Get Your Data House in Order. This is the single most important—and most unglamorous—part of the process. AI is useless without clean, accessible, and relevant data. Most companies are a mess on this front. Before you even think about hiring a single data scientist, you need a clear strategy for your data infrastructure. This is a job for a strong Head of Engineering or a CTO, not a CAIO.
Start with the Problem, Not the Tech. The question should never be, “How can we use large language models?” The question should be, “What is the most painful, expensive, or inefficient process in our business?” Once you’ve identified the problem, then you can explore whether AI is the right solution. Sometimes it is, and sometimes a simpler solution is better.
Build a Culture of Experimentation. You have to create an environment where it’s safe to fail. Encourage your teams to run small, fast experiments. Not every AI idea will work. In fact, most won’t. The goal is to learn quickly and cheaply. I tell my founders to reward smart failures. If a team runs a well-designed experiment that proves an idea is bad, that’s a win! It saves the company from investing in the wrong thing.
Upskill Your Existing Talent. Instead of hiring a team of external “experts,” invest in educating your current employees. You don’t need every product manager to be able to write Python, but they should understand the basic concepts of AI, what it’s good at, and what it’s not. A little bit of knowledge can unlock a massive amount of creativity from the people who already know your business inside and out.
Stop Chasing Titles, Start Building
The obsession with the Chief AI Officer title is a distraction. It’s a shortcut that doesn’t lead anywhere useful. It mistakes the symbol of innovation for the substance of it.
The companies that will win in this new era are not the ones with the fanciest titles on their leadership page. They are the ones that treat AI as a fundamental tool, like electricity or the internet, and empower their entire organization to use it.
So, my advice is simple. Stop looking for a savior. Stop chasing the hot new title. Instead, turn to the leaders you already have. Give them the mandate, the resources, and the education to become AI leaders in their own right. Don’t build an AI ivory tower. Build an army of AI-enabled builders. That’s how you’ll win.
Frequently Asked Questions
What's the most common pushback you get on this?
People often push back by citing exceptions or edge cases. And they're usually right that exceptions exist. But building a strategy around exceptions rather than patterns is a losing game for most founders.
What experience informs this perspective?
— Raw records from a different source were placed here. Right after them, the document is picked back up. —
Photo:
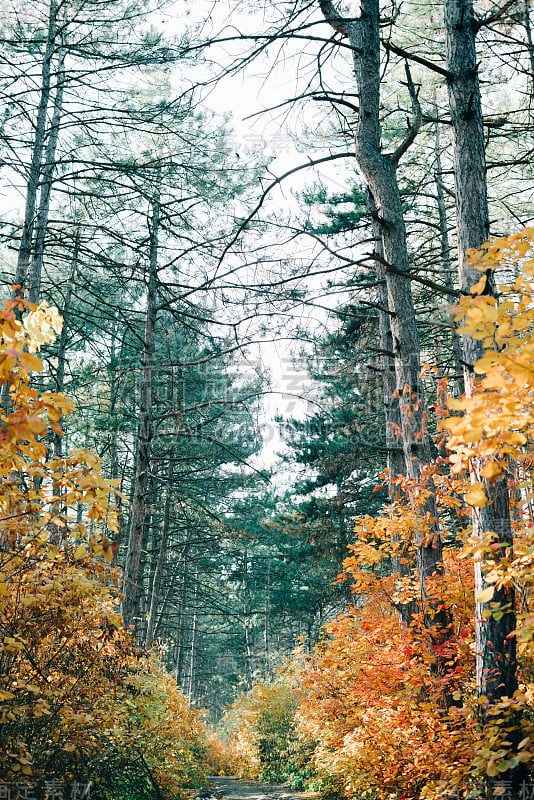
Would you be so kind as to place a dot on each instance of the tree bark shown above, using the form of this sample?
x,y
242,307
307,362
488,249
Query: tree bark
x,y
149,639
63,338
445,251
48,169
379,171
495,647
34,175
132,567
248,651
395,456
This perspective comes from over a decade of building companies in Silicon Valley, two successful exits (RemoteTeam to Gusto, MovieLaLa to Gfycat), and investing in 200+ startups including Anthropic, OpenAI, and Scale AI. I write about what I've lived.
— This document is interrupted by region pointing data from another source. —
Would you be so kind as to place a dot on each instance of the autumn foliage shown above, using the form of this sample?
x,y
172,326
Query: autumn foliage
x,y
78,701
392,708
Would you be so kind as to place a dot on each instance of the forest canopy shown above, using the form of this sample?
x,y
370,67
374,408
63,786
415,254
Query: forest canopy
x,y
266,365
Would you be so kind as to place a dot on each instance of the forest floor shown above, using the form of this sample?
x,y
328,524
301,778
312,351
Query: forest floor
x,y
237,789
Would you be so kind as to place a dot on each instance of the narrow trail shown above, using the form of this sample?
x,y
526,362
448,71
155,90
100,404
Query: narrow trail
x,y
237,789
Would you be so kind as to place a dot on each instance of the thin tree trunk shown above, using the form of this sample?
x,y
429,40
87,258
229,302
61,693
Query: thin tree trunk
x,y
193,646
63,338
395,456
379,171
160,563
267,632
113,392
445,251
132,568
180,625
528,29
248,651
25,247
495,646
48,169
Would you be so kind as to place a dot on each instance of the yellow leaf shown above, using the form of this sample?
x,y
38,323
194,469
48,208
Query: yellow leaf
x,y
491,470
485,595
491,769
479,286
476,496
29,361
How has this view evolved over time?
My thinking on most topics has changed significantly over the years. Early in my career, I held many conventional views that experience proved wrong. I try to update my beliefs when the evidence changes.
How can I apply this thinking to my own situation?
Start by identifying the core principle behind the opinion, not the specific example. Then ask yourself: does this principle apply to my context? If yes, test it in a small, low-risk way before going all in.